Por sua vez, a pesquisadora Bianca Martins, docente de Física Geral da Universidade Federal do Acre (UFAC), atua na área de Ensino de Física e Formação Inicial e Continuada de Professores. Nessa área, são escassos os recursos para a pesquisa com equipamentos de laboratórios didáticos, que acabam sendo realizados com materiais de baixo custo. Martins atua na UFAC desde 2016 e até agora só obteve recursos para sua pesquisa uma vez, por meio de um edital interno, fomentado pela própria universidade: pouco mais de R$ 4 mil para comprar equipamento de laboratório para o ensino de física.
“Existem dificuldades nos laboratórios de ensino para atender minimamente às disciplinas experimentais de Física para os cursos de graduação da UFAC. Ficamos mais de um ano sem funcionário (técnico de laboratório) para os laboratórios das disciplinas de experimentação, bem como pilha e multímetro, entre outros. Atualmente, temos apenas um funcionário técnico de laboratório”, conta a pesquisadora. Além disso, há diversos professores de Física na UFAC que não têm sala fixa para trabalhar e outros dividem sala com outros três professores. “Estamos tentando ocupar um prédio que não serviu para o fim para o qual foi construído e ficou parado ao relento. Queremos colocar uma estrutura minimamente adequada nele para que possamos ocupá-lo, conforme foi prometido pela reitora da universidade”, conta Martins. Essa situação se reflete na pesquisa em ensino de Física por meio do Mestrado Profissional em Ensino de Física e do Mestrado Profissional em Ensino de Ciências e Matemática da UFAC, pois se torna difícil viabilizá-la. A pesquisadora acredita que enfrentaria menos dificuldades para obter financiamento se atuasse em grandes centros, onde as universidades podem contar com recursos específicos para essa área.
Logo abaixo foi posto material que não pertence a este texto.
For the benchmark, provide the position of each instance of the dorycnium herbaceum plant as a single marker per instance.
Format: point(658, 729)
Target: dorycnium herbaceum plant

Para combater a desigualdade entre as regiões no financiamento das pesquisas em Física, Ferreira acredita que os editais de pesquisa devem levar em consideração que é injusta a concorrência entre os pesquisadores de grandes centros, nos quais já se consolidaram grupos de pesquisa de excelência que contam com alunos de pós-graduação contribuindo para a produção acadêmica, e os pequenos centros, onde os pesquisadores trabalham sozinhos e, consequentemente, publicam uma quantidade menor de artigos por ano. No caso de Martins, os editais locais visam muito às áreas ambientais por questões regionais. Na opinião dela, deveria haver mais editais voltados à pesquisa na área de ensino, tanto locais quanto nacionais. A JEDI tem buscado debater esse assunto e encontrar formas de enfrentá-lo. “Estamos começando a pensar sobre esse problema agora e a articular ideias para enfrentar essas dificuldades”, afirma a pesquisadora Monyke Hellen dos Santos Fonseca, doutoranda da área de Astrofísica e membro do JEDI. Segundo outro membro da JEDI, a professora Rogelma Ferreira, a comissão está buscando maneiras de abordar esse tema, começando pela apresentação desse problema dentro da própria SBF.